Randy’s eyes rolled. He took a long, deep breath. With shaking hands he found the packet of cigarettes and worked one free. “You’re crazy.”

“You’re even crazier if you think you’re going to get away with lighting that thing in here.”

“The hell with regulations.” Randy lit the thing and took a long drag. His face relaxed. Hell, his entire body relaxed. “And you’ll get me the list?”

“You seem to think I’m staying for the wedding.”

“You go back in, you sure as hell are staying for the wedding.
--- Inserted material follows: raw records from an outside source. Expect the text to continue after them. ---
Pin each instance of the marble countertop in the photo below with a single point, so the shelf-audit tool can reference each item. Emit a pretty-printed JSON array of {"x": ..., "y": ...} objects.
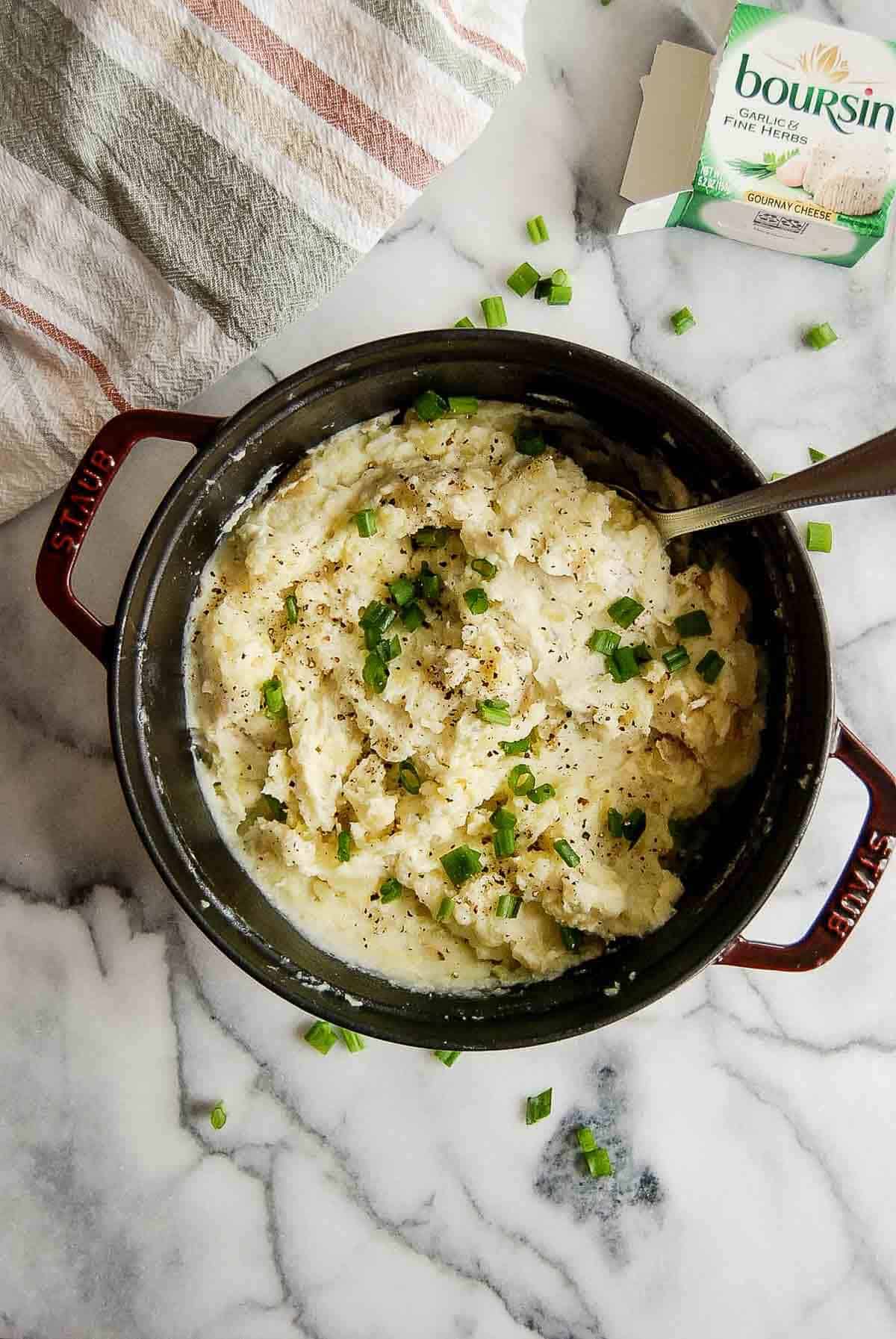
[{"x": 749, "y": 1116}]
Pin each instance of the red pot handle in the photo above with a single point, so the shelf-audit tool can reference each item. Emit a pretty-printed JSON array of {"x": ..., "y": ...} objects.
[
  {"x": 859, "y": 880},
  {"x": 79, "y": 503}
]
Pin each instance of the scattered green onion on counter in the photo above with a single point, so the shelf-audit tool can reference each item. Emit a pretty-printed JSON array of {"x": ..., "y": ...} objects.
[
  {"x": 390, "y": 891},
  {"x": 493, "y": 312},
  {"x": 682, "y": 320},
  {"x": 445, "y": 910},
  {"x": 710, "y": 667},
  {"x": 538, "y": 229},
  {"x": 484, "y": 568},
  {"x": 820, "y": 336},
  {"x": 624, "y": 611},
  {"x": 322, "y": 1037},
  {"x": 493, "y": 711},
  {"x": 820, "y": 537},
  {"x": 521, "y": 780},
  {"x": 461, "y": 864},
  {"x": 567, "y": 854},
  {"x": 694, "y": 624},
  {"x": 524, "y": 279},
  {"x": 430, "y": 406},
  {"x": 603, "y": 640},
  {"x": 675, "y": 659},
  {"x": 538, "y": 1107},
  {"x": 366, "y": 523}
]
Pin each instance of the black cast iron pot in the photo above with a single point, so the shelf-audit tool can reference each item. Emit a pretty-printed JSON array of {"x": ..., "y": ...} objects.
[{"x": 744, "y": 859}]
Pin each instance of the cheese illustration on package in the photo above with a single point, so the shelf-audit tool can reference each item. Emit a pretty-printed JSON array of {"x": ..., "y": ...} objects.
[{"x": 796, "y": 146}]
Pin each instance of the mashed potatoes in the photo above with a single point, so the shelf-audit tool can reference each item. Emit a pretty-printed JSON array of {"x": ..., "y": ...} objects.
[{"x": 342, "y": 777}]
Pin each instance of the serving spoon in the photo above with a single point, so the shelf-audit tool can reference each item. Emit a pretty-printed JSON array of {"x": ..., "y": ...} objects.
[{"x": 865, "y": 472}]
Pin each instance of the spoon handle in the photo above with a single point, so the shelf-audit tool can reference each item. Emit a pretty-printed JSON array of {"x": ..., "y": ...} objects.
[{"x": 865, "y": 472}]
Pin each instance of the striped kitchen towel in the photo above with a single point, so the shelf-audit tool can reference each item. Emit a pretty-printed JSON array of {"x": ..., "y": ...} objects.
[{"x": 180, "y": 178}]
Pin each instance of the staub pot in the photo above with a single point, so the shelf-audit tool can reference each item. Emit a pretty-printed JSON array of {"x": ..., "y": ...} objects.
[{"x": 617, "y": 405}]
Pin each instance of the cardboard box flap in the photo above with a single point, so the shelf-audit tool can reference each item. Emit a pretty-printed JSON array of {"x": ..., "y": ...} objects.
[{"x": 670, "y": 128}]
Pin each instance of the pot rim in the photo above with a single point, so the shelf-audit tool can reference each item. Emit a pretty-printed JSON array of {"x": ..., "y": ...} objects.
[{"x": 330, "y": 1002}]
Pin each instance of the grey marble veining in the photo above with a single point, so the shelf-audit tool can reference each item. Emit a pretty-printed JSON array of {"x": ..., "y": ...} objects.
[{"x": 749, "y": 1116}]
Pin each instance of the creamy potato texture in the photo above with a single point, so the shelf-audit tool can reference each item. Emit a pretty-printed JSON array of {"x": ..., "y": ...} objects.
[{"x": 317, "y": 751}]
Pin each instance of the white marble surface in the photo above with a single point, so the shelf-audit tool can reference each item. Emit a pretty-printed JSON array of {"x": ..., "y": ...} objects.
[{"x": 354, "y": 1197}]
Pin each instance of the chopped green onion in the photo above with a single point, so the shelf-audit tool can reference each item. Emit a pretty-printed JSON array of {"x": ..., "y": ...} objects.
[
  {"x": 682, "y": 320},
  {"x": 513, "y": 748},
  {"x": 538, "y": 229},
  {"x": 623, "y": 665},
  {"x": 366, "y": 523},
  {"x": 430, "y": 537},
  {"x": 634, "y": 827},
  {"x": 484, "y": 568},
  {"x": 390, "y": 891},
  {"x": 571, "y": 937},
  {"x": 273, "y": 699},
  {"x": 429, "y": 584},
  {"x": 376, "y": 618},
  {"x": 408, "y": 777},
  {"x": 521, "y": 778},
  {"x": 567, "y": 854},
  {"x": 603, "y": 640},
  {"x": 461, "y": 864},
  {"x": 413, "y": 616},
  {"x": 464, "y": 405},
  {"x": 504, "y": 841},
  {"x": 624, "y": 611},
  {"x": 694, "y": 624},
  {"x": 401, "y": 591},
  {"x": 322, "y": 1037},
  {"x": 376, "y": 672},
  {"x": 710, "y": 667},
  {"x": 493, "y": 711},
  {"x": 538, "y": 1106},
  {"x": 430, "y": 406},
  {"x": 818, "y": 336},
  {"x": 343, "y": 845},
  {"x": 585, "y": 1137},
  {"x": 493, "y": 312},
  {"x": 820, "y": 537},
  {"x": 529, "y": 440},
  {"x": 597, "y": 1160},
  {"x": 676, "y": 659},
  {"x": 523, "y": 279}
]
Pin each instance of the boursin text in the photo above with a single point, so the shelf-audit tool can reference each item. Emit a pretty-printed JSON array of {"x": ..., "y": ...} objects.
[{"x": 81, "y": 500}]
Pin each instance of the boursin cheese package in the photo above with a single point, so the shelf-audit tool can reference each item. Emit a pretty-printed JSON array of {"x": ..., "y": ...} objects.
[{"x": 784, "y": 141}]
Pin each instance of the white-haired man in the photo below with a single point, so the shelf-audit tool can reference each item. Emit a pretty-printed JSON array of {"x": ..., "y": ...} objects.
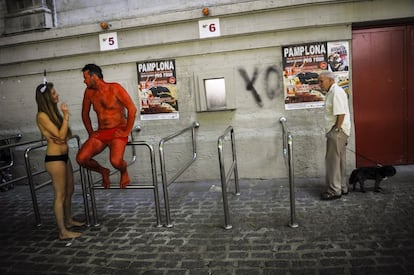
[{"x": 338, "y": 129}]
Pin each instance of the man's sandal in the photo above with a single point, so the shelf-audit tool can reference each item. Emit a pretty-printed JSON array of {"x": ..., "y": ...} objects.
[{"x": 329, "y": 196}]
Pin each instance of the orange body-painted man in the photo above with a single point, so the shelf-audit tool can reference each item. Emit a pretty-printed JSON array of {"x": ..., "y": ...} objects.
[{"x": 109, "y": 101}]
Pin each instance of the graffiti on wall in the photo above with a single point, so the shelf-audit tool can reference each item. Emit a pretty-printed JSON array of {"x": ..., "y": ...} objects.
[{"x": 272, "y": 83}]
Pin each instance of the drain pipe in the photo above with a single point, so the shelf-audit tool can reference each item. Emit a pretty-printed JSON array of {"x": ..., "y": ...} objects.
[{"x": 288, "y": 152}]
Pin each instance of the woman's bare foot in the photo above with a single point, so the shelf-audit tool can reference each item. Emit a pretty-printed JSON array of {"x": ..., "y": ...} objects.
[
  {"x": 69, "y": 235},
  {"x": 72, "y": 223},
  {"x": 125, "y": 181},
  {"x": 106, "y": 183}
]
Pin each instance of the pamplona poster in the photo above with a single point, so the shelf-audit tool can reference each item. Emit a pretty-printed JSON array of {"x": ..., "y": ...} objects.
[
  {"x": 157, "y": 86},
  {"x": 302, "y": 65}
]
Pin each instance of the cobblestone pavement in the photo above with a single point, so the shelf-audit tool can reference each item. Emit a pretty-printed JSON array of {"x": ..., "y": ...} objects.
[{"x": 362, "y": 233}]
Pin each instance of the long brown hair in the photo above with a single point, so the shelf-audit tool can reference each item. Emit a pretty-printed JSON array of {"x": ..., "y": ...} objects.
[{"x": 46, "y": 105}]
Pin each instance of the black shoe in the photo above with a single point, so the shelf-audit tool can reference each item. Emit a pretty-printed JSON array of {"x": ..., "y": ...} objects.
[{"x": 327, "y": 196}]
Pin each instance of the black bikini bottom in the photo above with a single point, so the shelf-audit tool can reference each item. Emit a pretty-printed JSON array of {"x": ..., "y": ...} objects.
[{"x": 63, "y": 158}]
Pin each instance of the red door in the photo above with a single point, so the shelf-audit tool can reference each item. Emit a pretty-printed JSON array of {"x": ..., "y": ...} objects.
[{"x": 381, "y": 62}]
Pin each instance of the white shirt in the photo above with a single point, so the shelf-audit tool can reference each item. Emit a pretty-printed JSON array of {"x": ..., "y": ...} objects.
[{"x": 336, "y": 103}]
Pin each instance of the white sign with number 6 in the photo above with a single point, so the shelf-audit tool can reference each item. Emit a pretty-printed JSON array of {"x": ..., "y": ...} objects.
[
  {"x": 209, "y": 28},
  {"x": 108, "y": 41}
]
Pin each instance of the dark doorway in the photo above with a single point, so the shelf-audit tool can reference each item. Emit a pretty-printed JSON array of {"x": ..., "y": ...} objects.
[{"x": 383, "y": 95}]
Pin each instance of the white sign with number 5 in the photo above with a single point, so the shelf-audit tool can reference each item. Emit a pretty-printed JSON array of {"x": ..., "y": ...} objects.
[
  {"x": 209, "y": 28},
  {"x": 108, "y": 41}
]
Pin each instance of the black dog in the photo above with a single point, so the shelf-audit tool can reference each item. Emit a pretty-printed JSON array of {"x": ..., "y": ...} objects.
[{"x": 377, "y": 173}]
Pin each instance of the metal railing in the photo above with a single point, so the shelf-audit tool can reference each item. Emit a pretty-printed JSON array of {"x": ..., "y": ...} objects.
[
  {"x": 30, "y": 176},
  {"x": 93, "y": 185},
  {"x": 288, "y": 153},
  {"x": 165, "y": 181},
  {"x": 226, "y": 175},
  {"x": 9, "y": 147}
]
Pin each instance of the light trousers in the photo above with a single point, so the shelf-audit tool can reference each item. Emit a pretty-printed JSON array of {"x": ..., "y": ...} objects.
[{"x": 335, "y": 162}]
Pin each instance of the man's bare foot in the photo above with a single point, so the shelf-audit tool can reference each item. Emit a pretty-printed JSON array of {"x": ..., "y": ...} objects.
[
  {"x": 125, "y": 181},
  {"x": 69, "y": 235},
  {"x": 73, "y": 223},
  {"x": 106, "y": 182}
]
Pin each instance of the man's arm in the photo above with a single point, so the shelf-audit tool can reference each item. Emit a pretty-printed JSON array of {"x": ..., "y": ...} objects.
[
  {"x": 86, "y": 107},
  {"x": 129, "y": 104},
  {"x": 339, "y": 121}
]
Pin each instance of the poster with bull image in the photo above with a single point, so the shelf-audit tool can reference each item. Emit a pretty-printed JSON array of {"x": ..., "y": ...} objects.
[
  {"x": 302, "y": 65},
  {"x": 157, "y": 86}
]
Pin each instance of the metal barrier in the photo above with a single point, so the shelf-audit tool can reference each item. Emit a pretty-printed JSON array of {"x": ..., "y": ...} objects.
[
  {"x": 288, "y": 152},
  {"x": 6, "y": 162},
  {"x": 10, "y": 146},
  {"x": 93, "y": 185},
  {"x": 165, "y": 181},
  {"x": 226, "y": 175},
  {"x": 33, "y": 187}
]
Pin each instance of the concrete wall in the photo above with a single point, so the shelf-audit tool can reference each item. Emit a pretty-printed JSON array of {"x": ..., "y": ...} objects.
[{"x": 252, "y": 33}]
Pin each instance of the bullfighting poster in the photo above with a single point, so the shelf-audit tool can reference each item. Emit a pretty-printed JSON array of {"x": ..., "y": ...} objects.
[
  {"x": 302, "y": 65},
  {"x": 157, "y": 86}
]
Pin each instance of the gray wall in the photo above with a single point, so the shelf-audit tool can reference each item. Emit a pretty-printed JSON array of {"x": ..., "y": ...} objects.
[{"x": 252, "y": 33}]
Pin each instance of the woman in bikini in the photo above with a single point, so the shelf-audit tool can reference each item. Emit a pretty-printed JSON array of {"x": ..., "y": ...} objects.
[{"x": 55, "y": 128}]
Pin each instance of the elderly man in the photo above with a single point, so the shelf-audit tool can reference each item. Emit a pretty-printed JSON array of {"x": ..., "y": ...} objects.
[{"x": 338, "y": 129}]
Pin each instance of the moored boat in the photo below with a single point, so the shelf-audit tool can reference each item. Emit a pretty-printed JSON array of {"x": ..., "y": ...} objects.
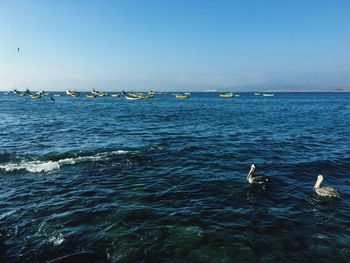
[
  {"x": 226, "y": 95},
  {"x": 35, "y": 96},
  {"x": 72, "y": 93},
  {"x": 182, "y": 96},
  {"x": 133, "y": 97}
]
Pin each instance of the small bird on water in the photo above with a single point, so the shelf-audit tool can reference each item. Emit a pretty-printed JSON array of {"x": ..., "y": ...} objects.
[
  {"x": 325, "y": 191},
  {"x": 256, "y": 179}
]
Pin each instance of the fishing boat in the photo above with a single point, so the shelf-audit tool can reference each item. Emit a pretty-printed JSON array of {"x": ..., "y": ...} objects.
[
  {"x": 226, "y": 95},
  {"x": 90, "y": 96},
  {"x": 182, "y": 96},
  {"x": 35, "y": 96},
  {"x": 132, "y": 97},
  {"x": 72, "y": 93}
]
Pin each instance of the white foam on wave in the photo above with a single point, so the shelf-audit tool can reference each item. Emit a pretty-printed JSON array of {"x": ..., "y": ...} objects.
[
  {"x": 57, "y": 240},
  {"x": 47, "y": 166},
  {"x": 33, "y": 167}
]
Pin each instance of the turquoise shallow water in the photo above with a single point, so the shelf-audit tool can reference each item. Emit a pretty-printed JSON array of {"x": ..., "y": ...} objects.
[{"x": 163, "y": 180}]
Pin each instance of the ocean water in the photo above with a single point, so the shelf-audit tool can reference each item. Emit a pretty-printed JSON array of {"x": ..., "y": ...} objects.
[{"x": 164, "y": 180}]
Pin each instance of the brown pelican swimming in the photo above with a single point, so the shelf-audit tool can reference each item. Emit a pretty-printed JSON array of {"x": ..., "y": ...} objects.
[
  {"x": 325, "y": 191},
  {"x": 255, "y": 179}
]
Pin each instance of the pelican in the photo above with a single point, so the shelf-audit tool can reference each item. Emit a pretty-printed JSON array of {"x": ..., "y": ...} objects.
[
  {"x": 325, "y": 191},
  {"x": 256, "y": 179}
]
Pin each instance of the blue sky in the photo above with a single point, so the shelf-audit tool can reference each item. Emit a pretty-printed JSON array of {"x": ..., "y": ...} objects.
[{"x": 170, "y": 45}]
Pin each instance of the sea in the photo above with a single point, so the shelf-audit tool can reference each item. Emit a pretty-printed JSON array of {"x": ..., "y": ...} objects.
[{"x": 164, "y": 179}]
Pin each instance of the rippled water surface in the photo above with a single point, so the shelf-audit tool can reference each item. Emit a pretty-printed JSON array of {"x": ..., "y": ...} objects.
[{"x": 164, "y": 180}]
I’m not wasting this much effort on a half- dozen candy asses I could have picked up off any street corner.”

“You have such a way with words, Randy.”

“Wedding or no deal.”

It was Luke’s turn to pace. “Yeah, fine, whatever.” He turned to face Randy, arms crossed. “Do I get the hundred or not? I don’t have any cash on me, and my cards are... well, nowhere to be seen. My wallet seems to have gone missing. “

Randy took a long drag on his cigarette as he thought this over. “Where’s the stick?”

Luke’s hand twitched. He almost dug into his pocket out of reflex. “I couldn’t get it,” he heard himself saying. “I had to move too fast. I’ll....” He waved his hand, rubbing the thumb over the palm in the age-old tradition of needed the palm greased. “I’ll bring it with the guest list.”

“What’s the hundred for?”

Luke slapped his thigh and he held it out again. “Lunch, okay? Come on!”

Randy shot to his feet and dug into his wallet, pulling out four twenties. Luke grabbed them, and the one Randy tried to put back. “I should send my mother a present.”

“And how the hell am I supposed to pay for my own lunch?”

“Maybe the chief will take you out. You and he seem to be getting along so well.” Luke nodded behind him at the guy clearly seen through the glass in the door, who was glowering just outside, his mustache quivering with suppressed rage.

He left before Randy could swallow his cigarette.

Luke flung the door open and was halfway through the office before Randy could even frame a response. Somewhere behind him he heard shouting. All four-letter words. Luke didn’t so much as pause. He careened down the steps and found the officer who had processed him in. “You!”

“Yes, sir?” The policeman had that reserve between respect and anger that most did when told that the FBI has moved into their town and you’ll be kowtowing to us from now on, thank you. Knowing Randy’s charm and diplomatic skills, he’d probably offended half the force by now. There wasn’t an officer in the place who wasn’t ready to see him leave.

“Those two cops who brought me in?”

“Yes, sir, James and Hardy.”

Luke blinked. “Really? Damn, that’s so close. Get them back here for me, would you? Tell them all possible speed.”

“Yes, sir.” The man looked confused, but Randy had done one thing: He’d asserted that the Bureau was in charge. This poor man was already paging the officers in question.

“Oh! One other thing. I need to go to a Hallmark store, where’s the closest?” The man stared at him so long, Luke just waved him off. “Never mind. Get James and Hardy. I’ll meet them out front.”